Can Blockchain Make Advertising More Transparent and Customer-Centric?

The digital advertising industry is dominated by centralized enterprises. The advertising duopoly — Google and Facebook — account for a quarter of all advertising sales. Google knows customers’ intent, while Facebook knows the demographics. David Petterson, suggested in a recent Forbes article that the missing piece in the puzzle is the customer — which ends up being a casualty in an advertising model primarily designed to serve the ad networks.

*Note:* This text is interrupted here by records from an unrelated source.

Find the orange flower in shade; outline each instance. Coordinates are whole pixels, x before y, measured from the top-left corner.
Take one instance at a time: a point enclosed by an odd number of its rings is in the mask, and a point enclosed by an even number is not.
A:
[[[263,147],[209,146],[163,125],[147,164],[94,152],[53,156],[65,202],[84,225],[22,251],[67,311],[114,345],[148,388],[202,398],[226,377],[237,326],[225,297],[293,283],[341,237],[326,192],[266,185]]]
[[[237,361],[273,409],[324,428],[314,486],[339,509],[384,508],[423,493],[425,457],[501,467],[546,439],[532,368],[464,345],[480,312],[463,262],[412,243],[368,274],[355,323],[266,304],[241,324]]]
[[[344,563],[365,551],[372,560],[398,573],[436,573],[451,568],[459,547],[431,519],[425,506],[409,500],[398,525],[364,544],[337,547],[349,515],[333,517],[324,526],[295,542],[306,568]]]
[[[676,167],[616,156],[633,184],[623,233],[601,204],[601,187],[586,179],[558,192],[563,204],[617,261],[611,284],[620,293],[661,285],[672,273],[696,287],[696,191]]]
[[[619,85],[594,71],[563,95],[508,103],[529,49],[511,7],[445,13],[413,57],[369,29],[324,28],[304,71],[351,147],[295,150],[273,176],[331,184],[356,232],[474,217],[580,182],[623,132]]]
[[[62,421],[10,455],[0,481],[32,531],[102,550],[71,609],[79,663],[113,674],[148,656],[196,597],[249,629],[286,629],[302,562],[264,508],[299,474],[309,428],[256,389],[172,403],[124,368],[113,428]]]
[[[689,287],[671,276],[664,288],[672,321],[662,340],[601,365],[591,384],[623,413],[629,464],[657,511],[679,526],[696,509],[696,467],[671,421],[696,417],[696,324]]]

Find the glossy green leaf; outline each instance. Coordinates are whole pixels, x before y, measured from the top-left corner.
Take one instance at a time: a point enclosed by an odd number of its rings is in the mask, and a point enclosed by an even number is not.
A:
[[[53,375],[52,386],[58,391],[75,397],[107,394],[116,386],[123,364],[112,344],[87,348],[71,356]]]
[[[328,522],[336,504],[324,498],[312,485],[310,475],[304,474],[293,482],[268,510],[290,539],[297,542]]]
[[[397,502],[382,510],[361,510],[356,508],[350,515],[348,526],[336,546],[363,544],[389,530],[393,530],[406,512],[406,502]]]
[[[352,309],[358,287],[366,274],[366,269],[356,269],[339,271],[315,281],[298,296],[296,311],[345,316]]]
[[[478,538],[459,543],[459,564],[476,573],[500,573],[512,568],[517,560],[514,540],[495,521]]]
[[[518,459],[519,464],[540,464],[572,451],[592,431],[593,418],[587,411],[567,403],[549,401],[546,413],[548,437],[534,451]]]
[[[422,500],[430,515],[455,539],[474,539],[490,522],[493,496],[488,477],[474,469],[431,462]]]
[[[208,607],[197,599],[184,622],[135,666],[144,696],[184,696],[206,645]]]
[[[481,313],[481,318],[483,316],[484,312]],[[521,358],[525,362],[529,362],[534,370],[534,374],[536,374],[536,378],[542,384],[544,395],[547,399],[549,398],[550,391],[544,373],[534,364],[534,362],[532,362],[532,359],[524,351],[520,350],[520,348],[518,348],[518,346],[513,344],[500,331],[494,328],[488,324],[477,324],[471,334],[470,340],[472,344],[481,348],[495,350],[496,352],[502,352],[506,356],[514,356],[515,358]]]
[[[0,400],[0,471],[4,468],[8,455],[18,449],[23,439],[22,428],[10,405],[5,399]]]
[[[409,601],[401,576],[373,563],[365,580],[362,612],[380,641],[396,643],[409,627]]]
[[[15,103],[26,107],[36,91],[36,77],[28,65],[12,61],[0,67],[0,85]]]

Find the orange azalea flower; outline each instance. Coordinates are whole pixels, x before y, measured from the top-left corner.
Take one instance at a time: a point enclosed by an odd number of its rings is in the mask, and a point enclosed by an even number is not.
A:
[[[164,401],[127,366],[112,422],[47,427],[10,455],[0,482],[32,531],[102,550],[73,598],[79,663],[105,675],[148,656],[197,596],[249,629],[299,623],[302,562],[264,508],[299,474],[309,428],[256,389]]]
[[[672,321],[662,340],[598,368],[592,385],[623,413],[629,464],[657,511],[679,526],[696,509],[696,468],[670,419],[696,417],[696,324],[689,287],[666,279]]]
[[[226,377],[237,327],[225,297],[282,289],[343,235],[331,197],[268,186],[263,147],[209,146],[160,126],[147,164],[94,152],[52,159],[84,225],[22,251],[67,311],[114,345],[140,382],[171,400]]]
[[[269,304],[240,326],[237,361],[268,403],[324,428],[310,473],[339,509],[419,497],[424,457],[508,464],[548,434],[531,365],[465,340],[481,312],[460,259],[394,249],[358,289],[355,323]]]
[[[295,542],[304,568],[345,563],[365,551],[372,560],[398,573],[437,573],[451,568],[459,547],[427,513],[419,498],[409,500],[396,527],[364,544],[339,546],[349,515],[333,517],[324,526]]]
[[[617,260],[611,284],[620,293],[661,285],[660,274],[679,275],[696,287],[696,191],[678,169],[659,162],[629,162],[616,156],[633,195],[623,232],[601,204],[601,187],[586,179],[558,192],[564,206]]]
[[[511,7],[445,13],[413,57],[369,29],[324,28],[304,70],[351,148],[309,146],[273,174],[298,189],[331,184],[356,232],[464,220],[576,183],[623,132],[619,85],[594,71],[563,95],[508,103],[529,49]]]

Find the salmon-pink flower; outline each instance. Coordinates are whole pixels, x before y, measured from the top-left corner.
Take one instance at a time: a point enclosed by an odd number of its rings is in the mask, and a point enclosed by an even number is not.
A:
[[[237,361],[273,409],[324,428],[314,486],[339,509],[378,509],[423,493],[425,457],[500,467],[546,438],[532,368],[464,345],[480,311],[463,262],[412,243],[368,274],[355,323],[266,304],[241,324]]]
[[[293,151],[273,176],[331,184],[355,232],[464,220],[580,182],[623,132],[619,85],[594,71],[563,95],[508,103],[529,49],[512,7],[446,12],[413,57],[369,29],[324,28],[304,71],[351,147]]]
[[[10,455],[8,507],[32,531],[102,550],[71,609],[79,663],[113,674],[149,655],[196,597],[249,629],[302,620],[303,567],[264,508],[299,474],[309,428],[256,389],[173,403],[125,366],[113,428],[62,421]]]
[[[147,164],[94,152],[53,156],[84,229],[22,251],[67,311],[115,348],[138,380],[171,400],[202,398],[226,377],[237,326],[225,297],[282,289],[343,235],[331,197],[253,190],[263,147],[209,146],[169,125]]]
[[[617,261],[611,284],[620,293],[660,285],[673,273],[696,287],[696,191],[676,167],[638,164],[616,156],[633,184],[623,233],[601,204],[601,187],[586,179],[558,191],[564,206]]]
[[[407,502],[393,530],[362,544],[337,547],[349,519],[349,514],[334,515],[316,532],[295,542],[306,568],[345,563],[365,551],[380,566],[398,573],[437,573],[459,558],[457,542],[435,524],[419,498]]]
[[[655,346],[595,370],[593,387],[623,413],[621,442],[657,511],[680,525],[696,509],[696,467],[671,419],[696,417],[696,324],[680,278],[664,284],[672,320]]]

Blockchain technology has the potential to remove ad networks from the equation. These companies sit between brands and publishers, matching them and taking a big cut in return. In theory, blockchain could remove and optimize the system so it runs only between companies, publishers, and visitors. This would make advertising much cheaper for companies, but it could also make it better thanks to the blockchain’s immutability, which offers a tamper-proof record of everything that has taken place on the network.

Since it would be no longer the ad networks brokering, holding or sharing performance insights, both companies and publishers would have full access to a customer’s data. This was include information about the customer’s journey, campaign performance, and every metric regarding impressions and clicks.

This shift will help advertisers really take the customer’s best interest into account and avoid ‘spamming’ irrelevant people for the sake of impressions or clicks; impressions or clicks that ultimately don’t generate a strong ROI. What’s more, blockchain can also bring consumers into the transaction and make them aware of what value their personal data has to publishers and advertisers.

Are Brands Ready to Embrace Change?

Some early pioneers are doing remarkable work in this space. For example, Japanese car manufacturer Toyota announced last month a partnership with blockchain advertising analytics firm Lucidity to cut down on fraud when buying digital ads.

(CC BY 2.0 by Mike Mozart)

The result of their initial pilot for the auto industry’s first-ever verified programmatic ad campaign on blockchain were impressive — showing a 21% lift in campaign performance.

Other companies, such as Asian airline Cathay Pacific, are exploring the ways in which blockchain can help them manage its reward program. Cathay teamed up with Accenture to launch the airline’s first application of blockchain technology by issuing air miles to customers over a single distributed ledger. Thus, they allowed customers, airline partners, and the airline itself to manage member rewards in real time.

We will begin seeing more and more brands embracing blockchain technologies to optimize their marketing spend and build better relationships with customers. The time is now for the marketing and advertising community to lead the change — thinking creatively about how to make the most of the blockchain. Looking at the range of opportunities and the thirst for innovation to tackle some of the industry’s biggest challenges seems like it’s not a question of if, but when.